Lei, non volendo uscire dal mondo fatato dei sogni infilò la testa sotto il cuscino, non voleva svegliarsi, non voleva tornare alla dura realtà.

Ma purtroppo c'era chi non era d'accordo con lei, infatti un sonoro bussare la destò e la voce di sua madre le invase la testa.

-Elis, Elis, tesoro alzati, devi prepararti!-

La ragazza cercò di ignorarla, girandosi dall'altra parte, ma la madre non si diede per vinta, entrò e la scosse delicatamente.

-Elis, forza, devi farti un bagno e vestirti.. tra poche ore lui sarà qui!-

E' proprio per questo motivo che non voglio svegliarmi..

-Elis!- la sgridò con voce severa la donna.

-Si madre, sono sveglia- la guardò.

-Bene, perchè non c'è molto tempo, devi prepararti-

-Madre, vorrei prima fare colazione se permettete- la ragazza si alzò sui cuscini, ormai rassegnata.

La donna annuì e battè un paio di volte le mani, subito dopo comparve una cameriera con un vassoio in mano, che depositò sulla scrivania.

-Fa' in fretta Elis, non c'è un attimo da perdere!- la donna si alzò -ti concedo cinque minuti- lasciò la stanza.
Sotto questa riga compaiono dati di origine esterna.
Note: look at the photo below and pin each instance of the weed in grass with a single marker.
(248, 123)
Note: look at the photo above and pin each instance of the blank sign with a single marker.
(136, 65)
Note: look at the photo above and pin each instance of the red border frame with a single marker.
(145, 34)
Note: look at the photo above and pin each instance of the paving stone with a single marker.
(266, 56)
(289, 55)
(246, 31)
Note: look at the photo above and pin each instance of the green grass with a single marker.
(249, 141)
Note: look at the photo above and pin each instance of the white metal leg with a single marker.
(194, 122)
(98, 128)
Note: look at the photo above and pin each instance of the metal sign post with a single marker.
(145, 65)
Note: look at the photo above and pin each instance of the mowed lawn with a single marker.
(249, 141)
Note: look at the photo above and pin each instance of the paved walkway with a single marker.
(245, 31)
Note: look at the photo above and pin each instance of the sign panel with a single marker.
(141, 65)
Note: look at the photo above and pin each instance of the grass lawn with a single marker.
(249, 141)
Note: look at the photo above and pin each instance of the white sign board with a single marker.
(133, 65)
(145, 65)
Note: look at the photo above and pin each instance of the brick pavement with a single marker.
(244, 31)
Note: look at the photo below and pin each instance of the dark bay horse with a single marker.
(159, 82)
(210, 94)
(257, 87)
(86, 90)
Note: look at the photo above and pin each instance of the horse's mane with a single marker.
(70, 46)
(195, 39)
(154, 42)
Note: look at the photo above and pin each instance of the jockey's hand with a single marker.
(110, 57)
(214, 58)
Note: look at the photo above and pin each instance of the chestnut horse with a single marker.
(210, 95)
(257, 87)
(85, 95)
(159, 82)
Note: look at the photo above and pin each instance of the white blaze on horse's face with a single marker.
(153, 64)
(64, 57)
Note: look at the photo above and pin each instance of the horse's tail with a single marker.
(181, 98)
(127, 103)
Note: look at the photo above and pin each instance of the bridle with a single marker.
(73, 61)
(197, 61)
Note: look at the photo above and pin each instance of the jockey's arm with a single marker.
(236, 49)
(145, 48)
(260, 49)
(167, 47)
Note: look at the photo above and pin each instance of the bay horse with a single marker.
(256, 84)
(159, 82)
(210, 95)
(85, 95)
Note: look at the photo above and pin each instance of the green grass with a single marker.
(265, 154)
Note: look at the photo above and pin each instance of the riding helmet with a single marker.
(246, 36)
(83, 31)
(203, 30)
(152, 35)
La ragazza sospirò e lentamente si alzò, andò alla scrivania e bevve il suo thè, poi prese un biscotto e si diresse verso la toletta.

Prese la spazzola ed iniziò a pettinare i capelli, con lo sguardo fisso sulla sua immagine.

Osservò il suo volto magro, gli occhi blu riposati ed intelligenti, il suo magnifico corpo non troppo prosperoso, ma longilineo, ed infine i suoi lunghi capelli castani.

Eccola, quella era lei, una delle più belle donne dell'Inghilterra, tanto aggraziata da suscitare l'invidia della regina, tanto ammirata da suscitare l'odio delle altre dame, e tanto sensuale e raffinata da far crescere il desiderio di qualunque uomo la incrociasse.

Ma nessun uomo poteva averla, non più, lei era già di un altro, il più crudele e spietato, il più schifoso ed egoista degli uomini, Lord Malik.

Fece scorrere il suo sguardo lungo il braccio fino all'anulare sinistro, dove vi era il simbolo della sua schiavitù, era come un marchio inciso a fuoco sulla sua pelle, la sua fede nuziale.

Giorno dopo giorno viveva in quella gabbia dorata, prigioniera di un destino infame che l'aveva legata indissolubilmente ad un uomo che non avrebbe mai amato, lo stesso uomo la cui bocca che usava per baciarla nello stesso tempo baciava le labbra di moltissime prostitute, lo stesso uomo le cui mani che scorrevano quasi ogni notte nel suo corpo, firmavano ogni giorno miliardi di condanne a morte.

Aveva sopportato due anni di umiliazioni, due anni di dolore e tristezza, due anni di solitudine e pianti.

E avrebbe voluto uccidersi, gettarsi dal balcone e deturpare così il suo corpo maledettamente perfetto o infilare un pugnale nelle sue diafane carni per grattare via lo sporco che si sentiva fin dentro le vene e stare finalmente bene; ma non ne aveva il coraggio, non ci riusciva. Era solo una codarda.

-Elis, sto entrando- senza nemmeno finire la frase la madre entrò e dopo essersi avvicinata a lei, prese il suo posto a spazzolarle i capelli.